It’s fair to say that LTE is now mainstream. Six years after the initial launch, there are now over 400 active LTE networks with this figure set to increase to 450 by the end of 2015. LTE is not only bringing faster speeds to customers, it’s also increasing the rate that operators are innovating. With 3G we had ‘all you can eat data’ and the odd service pass and that was about it. With LTE we’ve seen shared data, service bundling with content services, more personalised offers direct to the device, application service passes, the emergence of digital lifestyle services and the start of innovative pricing models such as sponsored data – to name but a few.
However, operators are not innovating just to be different and compete with the mobile phone company across the street. It’s a matter of survival. With competition coming from Google, Facebook, Amazon, Apple and a host of other agile digital service provider companies, mobile operators need to be able to get products to market as quick as these companies, need to have the agility to seize new revenue streams and provide the best customer experience possible.
And they’re not going to do this if they’re hamstrung with legacy BSS that were designed only for traditional circuit switched voice and texting services.
We’re already seeing many operators deploy centralised OCS (online charging system) for real-time charging for all data services and passing a rated data usage to the existing billing system to cater for post pay customers. This approach makes sense as circuit switched voice and texting is still around and will be so for a good time yet.

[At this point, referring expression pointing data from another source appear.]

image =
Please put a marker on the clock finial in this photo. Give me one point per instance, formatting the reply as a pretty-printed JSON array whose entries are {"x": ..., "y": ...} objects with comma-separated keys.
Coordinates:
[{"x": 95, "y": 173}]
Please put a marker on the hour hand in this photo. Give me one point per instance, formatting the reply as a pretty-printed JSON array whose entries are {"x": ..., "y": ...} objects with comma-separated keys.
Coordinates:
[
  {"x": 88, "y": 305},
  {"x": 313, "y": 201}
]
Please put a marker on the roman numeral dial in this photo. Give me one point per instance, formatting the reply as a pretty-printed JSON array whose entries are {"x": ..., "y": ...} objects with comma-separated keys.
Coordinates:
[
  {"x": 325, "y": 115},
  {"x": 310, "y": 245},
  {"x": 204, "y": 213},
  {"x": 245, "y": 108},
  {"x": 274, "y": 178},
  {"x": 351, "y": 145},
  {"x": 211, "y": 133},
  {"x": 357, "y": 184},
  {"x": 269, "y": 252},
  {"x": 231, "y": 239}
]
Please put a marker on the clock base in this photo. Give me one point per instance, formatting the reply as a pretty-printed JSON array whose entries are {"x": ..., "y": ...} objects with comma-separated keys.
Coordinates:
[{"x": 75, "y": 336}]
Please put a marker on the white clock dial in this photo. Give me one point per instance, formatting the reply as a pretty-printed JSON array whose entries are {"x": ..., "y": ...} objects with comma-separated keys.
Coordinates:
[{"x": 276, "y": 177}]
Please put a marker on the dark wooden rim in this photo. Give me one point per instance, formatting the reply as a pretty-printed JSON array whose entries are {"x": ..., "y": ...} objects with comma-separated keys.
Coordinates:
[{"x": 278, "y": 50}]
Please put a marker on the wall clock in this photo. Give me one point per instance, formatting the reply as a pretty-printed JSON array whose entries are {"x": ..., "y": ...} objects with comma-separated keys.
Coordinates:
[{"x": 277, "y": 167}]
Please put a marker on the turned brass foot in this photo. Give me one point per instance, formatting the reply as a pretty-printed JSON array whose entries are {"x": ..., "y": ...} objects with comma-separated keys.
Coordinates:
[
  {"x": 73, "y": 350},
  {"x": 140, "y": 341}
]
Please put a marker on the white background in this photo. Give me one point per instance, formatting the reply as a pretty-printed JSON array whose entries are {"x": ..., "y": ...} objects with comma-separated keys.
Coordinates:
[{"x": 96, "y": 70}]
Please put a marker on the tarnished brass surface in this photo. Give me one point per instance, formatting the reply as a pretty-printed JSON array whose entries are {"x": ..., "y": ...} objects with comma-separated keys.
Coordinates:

This way operators can use their legacy billing systems for the purpose they were intended for and take an adjunct approach for real-time data charging and cater for new IMS services such as VoLTE, VoWiFi as well as data services.
For pre-paid customers (which make up the majority of mobile consumers worldwide) charging was typically carried out in the IN platform. LTE will lead to the introduction of the IMS and the functionality of IN services, particularly call control and prepaid charging, must be carried forward in the IMS domain, something which existing IN systems are incapable of supporting, which is a bit of a problem. However, there are many existing services that IN does support – such as circuit switched voice – and as long as the operator provides them, then they need to be charged for – but not as part of a legacy platform that doesn’t provide the capabilities operators need for LTE. Many existing IN platforms are now reaching end of life and operators are looking to replace them. However, service control must be an integral part of the IN replacement solution if the functionality of policy/online charging is to be fully exploited for all customers for all services. IN replacements should continue to support legacy 2G/3G networks and their subscribers for the foreseeable future – at least for the next five to seven years – as near-total migration to LTE and IMS will take at least that long. This is why Openet has teamed up with Opencloud to provide an IN replacement solution that caters for circuit switched and IMS traffic. This approach gives operators the BSS platform to have the flexibility and agility that real-time charging enables, for all customers for all services and take advantage of the innovation that LTE is driving.